Havalar tam ısınmamışken; ben yazın geldiğine karar vererek sezonu açtım. Oğlum ve kızımla denize girdim.Yüzüp yüzemeyeceğim konusunda merak ve endişelerim vardı.Geçen sene yaptığım denemelerde bir iki kulaç atabildiysem de genellikle yüzememiştim. Büyük bir şaşkınlık ve hayretle bu sene yüzebildiğimi gördüm. Yüzdüm yüzdüm yüzdüm. Hem şaşırdım, hem de çok sevindim.Geçen seneden bu yana ne değişmiş olabilirdi ki?
Geçen seneden bu yana değişen tek şey içtiğim ilaçlara ilave edilen yeni bir ilaçtı. Yani doktorumdu. Her zaman minnetle şükranla ve sevgiyle andığım doktorum. Hastalıkla ilk karşılaştığım zamanlardaki hezeyanlarımı, korkularımı anlayışla karşılayan, tüm sorularımı cevaplayan, hastalığı bana korkutmadan anlatan, internete bakmamamı neyi merak ediyorsam kendisine sorarak öğrenmemi isteyen kıymetli doktorum. Doktorumu sevdim, güvendim. Verdiği ilaçları düzenli olarak içiyorum. Parkinson enteresan bulgular verip nörolog dışı doktorları bile tanı koyarken yanıltabiliyor. Ben ses kısıklığım için doktor istemiyle kalp tetkiğinden bile geçtim.Ya ben burnumun koku almadığını söylemedim yada doktor sormadı öyle ya!
Ne alakası var? Değil mi?
Varmış.
Arazlar arasında başka şeyler de var.Vücudun karıncalanıyor gibi olması; uzun süreli depresyon, maske surat diye tanımlanan yüz görünümü(yüzün donuk ifadeyle bakması), yutma zorluğu, el titremesi, hareketlerde yavaşlama.

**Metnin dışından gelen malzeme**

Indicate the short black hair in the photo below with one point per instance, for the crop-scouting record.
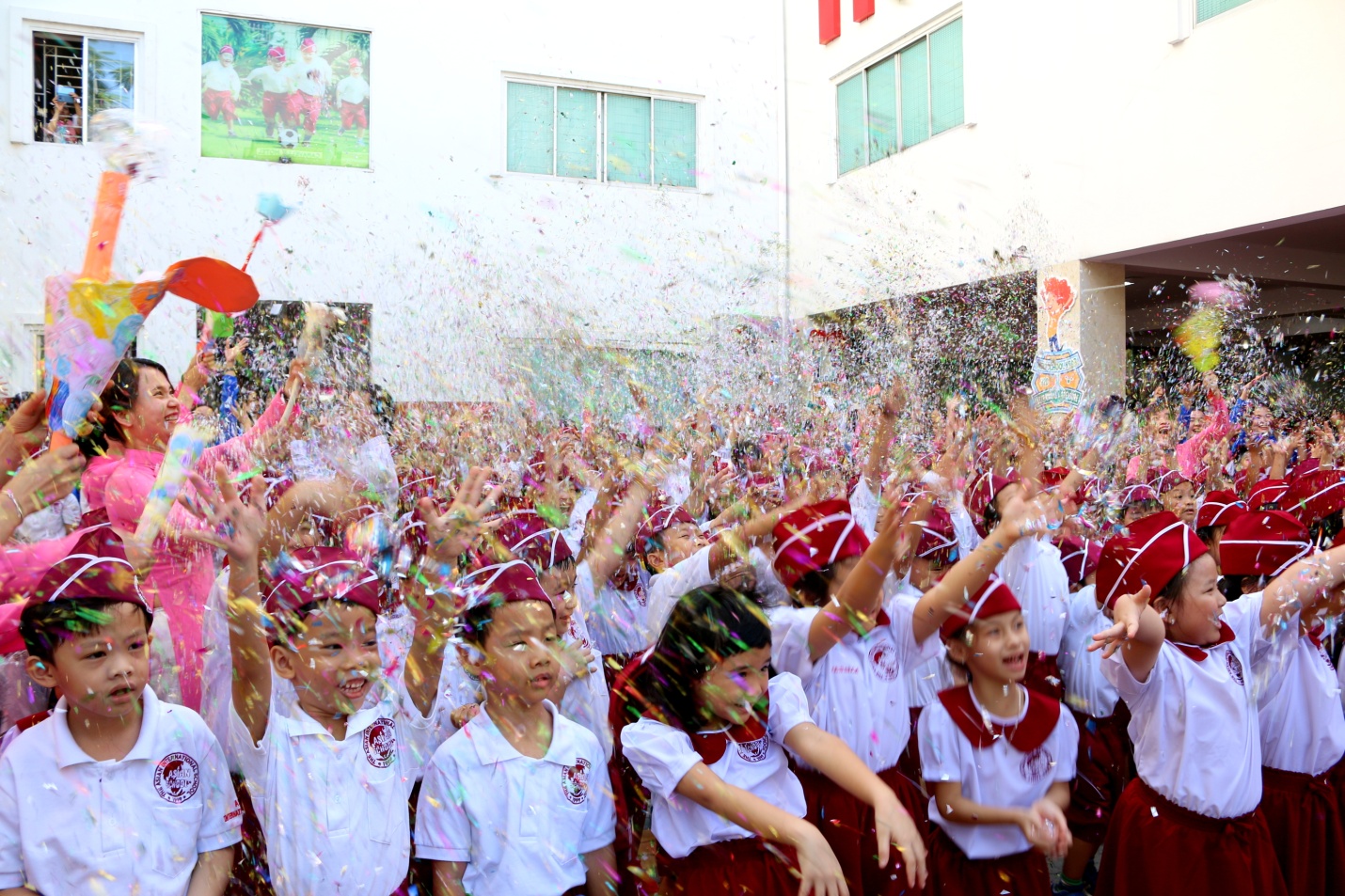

Bu arazların bazen bir ikisi bir araya geliyor bazen de tek arazdan ibaret olabiliyor. Anca nörologlar bir iki arazı sorarak veya hastanın söylemesi ile bir araya getirip tanı koyuyorlar. Her hastalıkta olduğu gibi bu hastalıkta da doktor takibi gerekiyor. Hem de geç kalmadan.
Tedavi olmak hastalığı tümüyle geçirmek anlamına gelmiyor. Bu henüz mümkün değilmiş, ama bilim adamları araştırmalarına devam ediyorlarmış. Tedavi olmak ve hastalığın ilerlemesini yavaşlatmak için doktor ve terapist koordinasyonu gerekiyor; Çünkü bu hastalık sadece el titremesinden ibaret değil. Evet, ben hastayım ama; doktorumun doğru adres olduğunu biliyorum. Emin ellerdeyim.
Hep terapist terapist diye bahsettim.Bu hastalıkta terapiste neden ihtiyaç var diye düşünebilirsiniz. Bay P. sinsi sinsi ilerliyor. Çaldığı her kapıdan geri dönüyor. İçeri giremiyor. Bunu da değişik savunma stratejileri ile terapist sağlıyor. Ben ses kısıklığım için terapiste başladım. Meğer dikkat, yazı, muhakeme, hafıza, denge, ince el becerileri gibi yetilerim de etkileniyormuş. Ben Parkinson’un bütün ataklarını ve saldırılarını terapistimin savunma stratejileri, taktikleri ile ve doktorumun ilaçlarıyla karşılıyorum.
Rehberlerim (Doktorum+Terapistim) harika. Anlatan, bilgilendiren, ilaçlarla destekleyen doktorum, eğlendirerek, oyunlar oynatarak öğreten terapistim var. Böylece ben de korkularımı yendim. Moralim iyi ve güçlüyüm!